Karar gazetesi yazarı Mustafa Karaalioğlu, Ziya Selçuk'un Milli Eğitim Bakanlığı görevine gelirken herkesin üzerinde tam isabet diyerek ittifak ettiği bir isim olduğunu belirterek, "Prof. Dr. Selçuk başarılı olması kaçınılmaz bir bakan olarak görülüyordu. Eğitim gibi, her işin başı ve ülkenin kalitesine, kapasitesine en çok ihtiyaç duyduğu bir alan için biçilmiş kaftandı. Herkeste, o başaramayacak da kim başaracak gibi bir duygu vardı. Bilindiği ve görüldüğü gibi sonuç öyle olmadı…Ziya Selçuk, ne eğitim kalitesini artırabildi, ne bakanlığı döneminde dünyayla rekabette gelişebildik de ne eğitimi salgın döneminde koruyabildi. Kötü puanlarımızın üzerine bir de dünyada salgında okulları en uzun süreli kapalı olan ülke olarak kayda geçtik. Eğitimin dibe vurduğu, önemsizleştiği, devlet eliyle ders kırmanın ve sınavdan kurtulmanın teşvik edildiği bir ülke tablosuna demirledik." diye yazdı.
Cumhurbaşkanlığı Hükümet Sistemi'nin doğasının kültür, akademi, bilim, teknoloji, hukuk gibi alanlarda olduğu gibi eğitimde de başarıya müsait olmadığını savunan Karaalioğlu, "Bu sistemde eğitim gelişemiyor; bildiğimiz klasik kriterleri yakalayamıyor ve doğal olarak geriliyor.
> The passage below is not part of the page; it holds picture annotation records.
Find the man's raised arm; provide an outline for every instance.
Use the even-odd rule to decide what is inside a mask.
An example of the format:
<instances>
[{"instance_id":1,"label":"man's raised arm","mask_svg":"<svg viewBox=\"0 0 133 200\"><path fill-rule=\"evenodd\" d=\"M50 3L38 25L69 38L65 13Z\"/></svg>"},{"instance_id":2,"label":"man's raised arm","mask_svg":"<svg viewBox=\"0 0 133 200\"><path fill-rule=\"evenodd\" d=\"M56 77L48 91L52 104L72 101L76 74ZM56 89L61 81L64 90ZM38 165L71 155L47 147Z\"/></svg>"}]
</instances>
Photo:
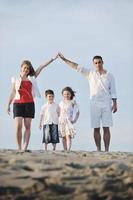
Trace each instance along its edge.
<instances>
[{"instance_id":1,"label":"man's raised arm","mask_svg":"<svg viewBox=\"0 0 133 200\"><path fill-rule=\"evenodd\" d=\"M73 69L77 69L77 67L78 67L78 64L77 64L77 63L72 62L72 61L66 59L66 58L63 56L62 53L58 53L58 55L59 55L60 58L61 58L66 64L68 64L70 67L72 67Z\"/></svg>"}]
</instances>

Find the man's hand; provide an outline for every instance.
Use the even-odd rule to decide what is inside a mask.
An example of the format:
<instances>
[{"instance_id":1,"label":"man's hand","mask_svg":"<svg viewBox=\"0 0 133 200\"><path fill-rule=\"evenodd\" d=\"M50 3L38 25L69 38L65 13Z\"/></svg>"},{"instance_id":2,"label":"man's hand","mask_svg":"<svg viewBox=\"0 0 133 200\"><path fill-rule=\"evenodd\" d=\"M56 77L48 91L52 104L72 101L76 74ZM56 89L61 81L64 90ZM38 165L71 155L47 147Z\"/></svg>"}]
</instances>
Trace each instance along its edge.
<instances>
[{"instance_id":1,"label":"man's hand","mask_svg":"<svg viewBox=\"0 0 133 200\"><path fill-rule=\"evenodd\" d=\"M57 54L54 58L52 58L52 60L56 60L59 57L59 55Z\"/></svg>"},{"instance_id":2,"label":"man's hand","mask_svg":"<svg viewBox=\"0 0 133 200\"><path fill-rule=\"evenodd\" d=\"M63 58L65 58L64 56L63 56L63 54L62 53L58 53L58 55L59 55L59 57L61 58L61 59L63 59Z\"/></svg>"}]
</instances>

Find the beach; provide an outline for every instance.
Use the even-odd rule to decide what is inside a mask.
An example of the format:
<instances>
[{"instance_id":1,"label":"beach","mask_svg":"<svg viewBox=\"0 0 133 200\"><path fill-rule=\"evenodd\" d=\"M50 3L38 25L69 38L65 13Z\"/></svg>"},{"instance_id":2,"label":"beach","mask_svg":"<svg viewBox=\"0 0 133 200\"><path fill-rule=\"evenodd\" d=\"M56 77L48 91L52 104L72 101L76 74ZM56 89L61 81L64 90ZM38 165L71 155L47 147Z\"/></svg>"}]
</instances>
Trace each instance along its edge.
<instances>
[{"instance_id":1,"label":"beach","mask_svg":"<svg viewBox=\"0 0 133 200\"><path fill-rule=\"evenodd\" d=\"M0 150L1 200L132 200L133 153Z\"/></svg>"}]
</instances>

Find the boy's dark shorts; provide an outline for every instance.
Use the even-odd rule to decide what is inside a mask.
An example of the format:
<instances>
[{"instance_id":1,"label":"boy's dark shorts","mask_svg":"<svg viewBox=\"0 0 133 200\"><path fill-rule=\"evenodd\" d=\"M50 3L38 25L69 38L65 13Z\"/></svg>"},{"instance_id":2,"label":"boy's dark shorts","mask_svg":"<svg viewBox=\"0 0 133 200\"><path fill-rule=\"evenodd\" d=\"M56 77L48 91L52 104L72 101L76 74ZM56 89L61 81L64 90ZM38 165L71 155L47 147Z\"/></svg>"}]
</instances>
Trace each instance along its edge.
<instances>
[{"instance_id":1,"label":"boy's dark shorts","mask_svg":"<svg viewBox=\"0 0 133 200\"><path fill-rule=\"evenodd\" d=\"M13 104L13 117L34 118L35 117L35 104L31 103L14 103Z\"/></svg>"},{"instance_id":2,"label":"boy's dark shorts","mask_svg":"<svg viewBox=\"0 0 133 200\"><path fill-rule=\"evenodd\" d=\"M42 143L59 143L58 125L46 124L43 125L43 140Z\"/></svg>"}]
</instances>

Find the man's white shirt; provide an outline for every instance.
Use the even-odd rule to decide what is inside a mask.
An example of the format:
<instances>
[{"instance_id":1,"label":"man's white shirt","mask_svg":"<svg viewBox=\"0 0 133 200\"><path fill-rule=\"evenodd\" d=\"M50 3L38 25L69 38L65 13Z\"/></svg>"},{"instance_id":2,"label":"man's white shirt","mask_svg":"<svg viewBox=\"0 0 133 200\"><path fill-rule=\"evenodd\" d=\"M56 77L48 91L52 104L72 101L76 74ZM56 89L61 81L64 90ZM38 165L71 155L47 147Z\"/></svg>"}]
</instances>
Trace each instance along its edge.
<instances>
[{"instance_id":1,"label":"man's white shirt","mask_svg":"<svg viewBox=\"0 0 133 200\"><path fill-rule=\"evenodd\" d=\"M77 71L83 74L89 81L90 99L94 101L106 102L116 99L115 80L111 73L100 75L96 70L86 69L78 66Z\"/></svg>"}]
</instances>

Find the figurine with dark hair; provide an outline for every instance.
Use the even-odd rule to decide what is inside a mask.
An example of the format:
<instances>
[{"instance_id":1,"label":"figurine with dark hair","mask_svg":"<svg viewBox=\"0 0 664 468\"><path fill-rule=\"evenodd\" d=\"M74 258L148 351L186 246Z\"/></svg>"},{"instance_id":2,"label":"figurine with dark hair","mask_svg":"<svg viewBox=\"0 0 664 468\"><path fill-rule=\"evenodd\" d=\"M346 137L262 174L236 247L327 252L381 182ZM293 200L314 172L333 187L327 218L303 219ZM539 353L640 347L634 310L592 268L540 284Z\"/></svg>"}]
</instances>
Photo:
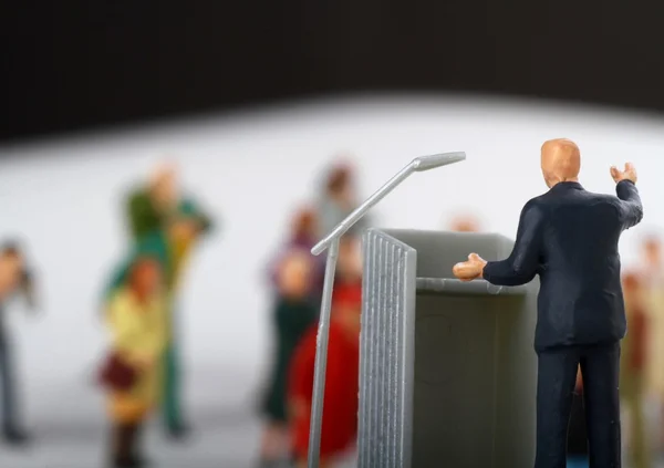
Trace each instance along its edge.
<instances>
[{"instance_id":1,"label":"figurine with dark hair","mask_svg":"<svg viewBox=\"0 0 664 468\"><path fill-rule=\"evenodd\" d=\"M180 361L177 337L177 285L196 241L211 229L211 220L190 199L180 196L174 166L162 165L147 187L133 191L127 200L127 218L133 240L158 239L162 245L168 289L170 330L164 353L163 413L168 434L179 438L187 434L180 404Z\"/></svg>"},{"instance_id":2,"label":"figurine with dark hair","mask_svg":"<svg viewBox=\"0 0 664 468\"><path fill-rule=\"evenodd\" d=\"M24 266L23 253L18 246L6 245L0 250L0 306L15 293L23 292L28 303L34 305L32 275ZM10 444L27 443L29 437L19 423L19 402L13 367L12 350L7 326L0 310L0 379L2 381L2 434Z\"/></svg>"},{"instance_id":3,"label":"figurine with dark hair","mask_svg":"<svg viewBox=\"0 0 664 468\"><path fill-rule=\"evenodd\" d=\"M647 313L643 287L643 277L627 273L623 279L625 295L625 313L627 330L622 342L620 363L620 396L626 406L630 424L627 425L627 458L631 468L650 468L653 457L647 440L647 424L643 412L645 396L644 384L647 368Z\"/></svg>"},{"instance_id":4,"label":"figurine with dark hair","mask_svg":"<svg viewBox=\"0 0 664 468\"><path fill-rule=\"evenodd\" d=\"M319 201L318 217L321 236L326 236L332 229L357 208L355 180L350 165L339 165L332 168L325 180L324 189ZM357 222L349 233L357 233L366 225L365 218Z\"/></svg>"},{"instance_id":5,"label":"figurine with dark hair","mask_svg":"<svg viewBox=\"0 0 664 468\"><path fill-rule=\"evenodd\" d=\"M509 258L470 253L454 274L518 285L540 278L536 468L564 468L577 368L581 365L591 468L621 466L620 341L626 332L618 242L643 217L636 170L611 168L616 195L579 184L581 156L569 139L546 142L541 167L550 190L521 211Z\"/></svg>"},{"instance_id":6,"label":"figurine with dark hair","mask_svg":"<svg viewBox=\"0 0 664 468\"><path fill-rule=\"evenodd\" d=\"M146 465L139 436L160 397L168 337L163 266L158 245L144 242L125 263L106 305L111 352L100 379L112 423L111 462L117 468Z\"/></svg>"}]
</instances>

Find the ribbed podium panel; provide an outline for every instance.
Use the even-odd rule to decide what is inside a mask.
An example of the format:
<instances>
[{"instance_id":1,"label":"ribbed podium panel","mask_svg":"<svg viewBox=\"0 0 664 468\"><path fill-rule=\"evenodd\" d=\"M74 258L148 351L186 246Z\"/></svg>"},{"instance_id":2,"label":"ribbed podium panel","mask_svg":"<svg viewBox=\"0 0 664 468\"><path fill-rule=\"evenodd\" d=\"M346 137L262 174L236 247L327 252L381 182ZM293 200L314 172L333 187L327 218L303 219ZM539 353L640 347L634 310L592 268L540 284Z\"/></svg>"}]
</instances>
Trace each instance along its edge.
<instances>
[{"instance_id":1,"label":"ribbed podium panel","mask_svg":"<svg viewBox=\"0 0 664 468\"><path fill-rule=\"evenodd\" d=\"M411 466L416 251L364 233L360 468Z\"/></svg>"},{"instance_id":2,"label":"ribbed podium panel","mask_svg":"<svg viewBox=\"0 0 664 468\"><path fill-rule=\"evenodd\" d=\"M529 468L535 459L538 283L461 282L468 252L506 258L490 233L364 235L360 468Z\"/></svg>"}]
</instances>

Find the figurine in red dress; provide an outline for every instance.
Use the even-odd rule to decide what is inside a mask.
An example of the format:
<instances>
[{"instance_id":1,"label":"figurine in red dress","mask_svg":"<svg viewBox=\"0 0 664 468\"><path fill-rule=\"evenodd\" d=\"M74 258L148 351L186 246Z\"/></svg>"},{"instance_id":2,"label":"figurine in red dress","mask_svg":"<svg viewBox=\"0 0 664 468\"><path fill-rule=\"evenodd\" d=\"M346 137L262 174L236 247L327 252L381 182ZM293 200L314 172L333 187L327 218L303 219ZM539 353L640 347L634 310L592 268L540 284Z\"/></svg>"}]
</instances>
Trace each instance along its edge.
<instances>
[{"instance_id":1,"label":"figurine in red dress","mask_svg":"<svg viewBox=\"0 0 664 468\"><path fill-rule=\"evenodd\" d=\"M362 270L356 240L340 246L339 269L332 297L320 467L325 468L350 450L357 433L360 388L360 315ZM317 327L300 342L290 368L289 402L293 456L305 466L315 364Z\"/></svg>"}]
</instances>

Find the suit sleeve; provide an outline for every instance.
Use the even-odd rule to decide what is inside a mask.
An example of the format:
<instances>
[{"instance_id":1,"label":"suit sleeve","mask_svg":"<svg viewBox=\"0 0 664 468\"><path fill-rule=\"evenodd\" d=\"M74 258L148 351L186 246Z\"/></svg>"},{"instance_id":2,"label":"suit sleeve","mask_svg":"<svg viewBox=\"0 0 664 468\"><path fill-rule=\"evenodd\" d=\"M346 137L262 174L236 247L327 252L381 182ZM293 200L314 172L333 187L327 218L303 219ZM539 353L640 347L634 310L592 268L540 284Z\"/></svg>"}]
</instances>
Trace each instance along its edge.
<instances>
[{"instance_id":1,"label":"suit sleeve","mask_svg":"<svg viewBox=\"0 0 664 468\"><path fill-rule=\"evenodd\" d=\"M620 199L620 218L623 229L630 229L641 222L643 206L636 185L632 180L621 180L615 186L615 194Z\"/></svg>"},{"instance_id":2,"label":"suit sleeve","mask_svg":"<svg viewBox=\"0 0 664 468\"><path fill-rule=\"evenodd\" d=\"M497 285L520 285L530 282L539 268L542 223L541 208L532 200L526 204L521 210L511 254L501 261L487 262L483 278Z\"/></svg>"}]
</instances>

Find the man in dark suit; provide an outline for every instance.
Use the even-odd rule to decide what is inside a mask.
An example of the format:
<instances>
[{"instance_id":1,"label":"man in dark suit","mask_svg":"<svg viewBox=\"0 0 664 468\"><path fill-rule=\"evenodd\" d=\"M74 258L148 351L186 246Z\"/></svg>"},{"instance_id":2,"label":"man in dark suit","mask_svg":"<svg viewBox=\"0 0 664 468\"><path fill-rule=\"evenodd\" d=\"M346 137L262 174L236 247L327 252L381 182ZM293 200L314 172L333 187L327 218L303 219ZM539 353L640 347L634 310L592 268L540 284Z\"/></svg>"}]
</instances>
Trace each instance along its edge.
<instances>
[{"instance_id":1,"label":"man in dark suit","mask_svg":"<svg viewBox=\"0 0 664 468\"><path fill-rule=\"evenodd\" d=\"M578 146L569 139L542 145L550 190L528 201L509 258L476 253L454 273L469 281L518 285L540 277L535 349L537 389L536 468L564 468L577 368L585 393L591 468L621 466L619 365L626 322L618 242L639 223L643 208L636 170L611 168L618 197L591 194L579 184Z\"/></svg>"}]
</instances>

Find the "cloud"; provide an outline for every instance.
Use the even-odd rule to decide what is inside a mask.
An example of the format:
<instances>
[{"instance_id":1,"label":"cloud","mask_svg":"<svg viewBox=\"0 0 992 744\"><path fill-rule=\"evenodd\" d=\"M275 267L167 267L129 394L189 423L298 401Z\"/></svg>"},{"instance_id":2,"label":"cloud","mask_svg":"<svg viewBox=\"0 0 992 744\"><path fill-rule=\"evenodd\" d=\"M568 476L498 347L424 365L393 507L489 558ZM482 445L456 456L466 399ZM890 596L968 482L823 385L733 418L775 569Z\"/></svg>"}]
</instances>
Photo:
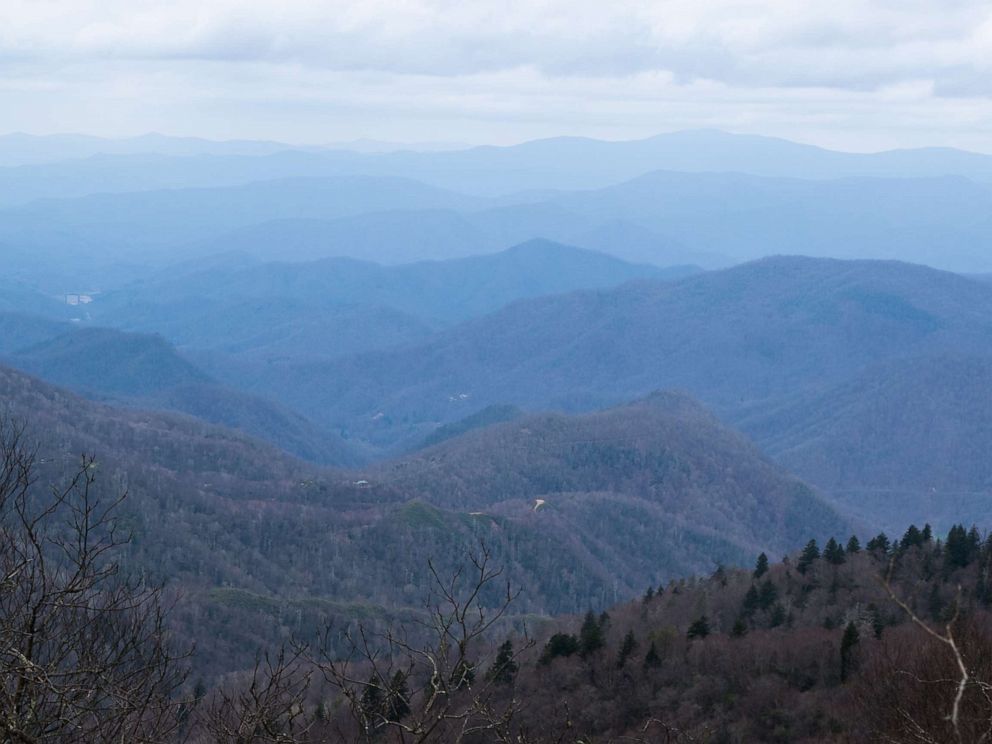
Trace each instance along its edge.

Çünkü, eğitimde başarı isteyen ülke önce bu konuya odaklanır. Mesela, altyapı, inşaat gibi alanlara odaklanıldığı gibi eğitime de yönelmek, hedefler koymak, sistemi değiştirme cesareti göstermek ve dünya gerçeklerini kabul etmek şarttır.Sadece derslik yaparak eğitim politikası uygulanamaz; okul binalarını yenilemekle öğrencinin okuduğunu anlaması, dört işlem becerisini, analitik ve sorgulayıcı zeka mahareti gelişmez. Bina yapmakta başarılı olduğumuz, okul binalarını yükselttiğimiz dönemde başta PISA olmak üzere uluslararası kriterlerde gerilemeye mani olamayışımız tesadüf değildir. Çünkü, eğitimde kalite değil fiziki imkanlarda gelişmeyi hedefledik. Çünkü, seçmenin iktidarı takdiri için böylesi daha uygundu." ifadelerini kullandı.
Yazının tamamı için tıklayın...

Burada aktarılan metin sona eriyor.